If you have set your sights on moving to the Texas Hill Country, you have certainly come across the topic of oak wilt, a potentially threatening disease that targets oak trees.
The good news is that with the right knowledge and a proactive approach, you’ll be well-equipped to take great care of your trees.
What is Oak Wilt?
Oak wilt or ‘oak decline’ is a disease that threatens oak trees, with Red oaks like Spanish, Shumard and Blackjack oaks being the most susceptible. Live oaks are considered less susceptible but tend to be the most infected kind of oak because of their grafted root systems, which allows the fungus to spread easily between trees.
Oak wilt travels through the interconnected roots of live oak trees at roughly 100 feet per year, making it a fast-moving threat to the health of your property’s trees.
But don’t worry! Because this is a common challenge in the area, there are great resources available for understanding it and handling it with ease.
What Does Oak Wilt Look Like?
The first thing to do is to keep a sharp eye out for signs of oak wilt.
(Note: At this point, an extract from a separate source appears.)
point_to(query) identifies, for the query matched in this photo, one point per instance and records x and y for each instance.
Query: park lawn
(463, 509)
If you see what looks like autumn colors on your Red oaks during the summer months, that’s a tell tale sign that you have oak wilt on your hands. Live oaks infected with the fungus will display veinal necrosis, where the veins of tree leafs show red, brown, or yellow with green areas in between.
How to Prevent Oak Wilt
The general rule of thumb with oak wilt is that while it’s difficult to treat, it’s easy to prevent. This makes early review and detection important to managing the health of your trees. Working with a certified arborist can bring you peace of mind and a fool-proof approach, but many Hill Country residents find that they can tackle at least some of these steps on their own.
- Remove Infected Trees: Red oaks that are identified to have oak wilt should be cut down and disposed of, quick. If you have Spanish, Shumard or Blackjack oaks around the disease center, it is best to burn the diseased tree in place.
- Create a Protective Barrier: Breaking up root connections can maintain the health of your trees and prevent the spread of oak wilt. Large breaks of open ground between trees will act as a natural barrier to the spread of oak wilt because root systems will be farther apart, which is something to keep in mind especially when planting new trees. Installing a trench as a break in the root systems around infected trees can also be very effective, but trenches are an expensive and difficult option--something most people look to as a last resort to save their trees. It is, however, the only known method of stopping the spread. If you decide to go the trench route, they should be cut at a minimum of a 4 foot depth and approximately 100 feet outside of the perimeter of the infected area.
- Preventative Treatment: Identify high-value oaks that may be susceptible to infection based on how close they are to infected trees. Injecting a fungicide like ‘Alamo’ can help protect them from infection, but it cannot stop the spread of the disease or cure an already-infected tree.
- Tree Wounds: Avoid pruning oak trees from February through June. Pruning equipment should always be sanitized and sterilized between use on different trees, regardless of the time of year. Any cuts made to a healthy tree should be treated immediately, like pruning points and fresh stumps. Wounds made to the trunk of a tree by pruning, weed-eating, or other machinery are especially susceptible to infection; the insect that transmits the fungus is a beetle known as the Nitidulid beetle, and these beetles feed on the sap draining from fresh tree wounds. Painting over new cuts helps prevent the sap from becoming an all-you-can-eat buffet that would contribute to the spread of the fungus.
- Firewood: You can rest assured that it is safe to use wood infected with oak wilt as firewood--the smoke from burning infected wood is not a threat to your other trees, and the heat of the fire destroys the fungus. However, firewood from infected oaks can be a source of oak wilt infection if stored under or near healthy trees; only wood that has been cured for an entire summer should be stored in the vicinity of healthy trees. In general, having a separate place to store firewood away from healthy trees is a good rule of thumb.
Cultivating a Healthy Property
Many properties in the Hill Country come already resplendent with the iconic Texas oak, but some landowners enjoy planting additional trees too. One of the best things you can do to lessen the chance of oak wilt is to plant diverse trees that are oak wilt resistant and can adapt well to the Hill Country. A little variety can be a beautiful thing!
Post oak is a species of tree that is resistant to the fungus, as well as Overcup oak, Bur oak, and White oak. Cedar elm and Chinese elm are also highly recommended trees for planting in many of the areas where oak wilt is a problem. Checking with a local horticulturist, arborist, or nurseryman will help you know which trees will thrive best in your location.
*As you plant your new trees, be mindful to avoid wounding them during the planting process, as this will make them vulnerable to infection.
*Following these steps to prevent oak wilt as a Texas landowner will help make sure you’re able to spend your time enjoying your property (and your trees), worry free. If you’re interested in further reading, we highly recommend Texas A&M’s 8 Step Guide to Oak Wilt Management.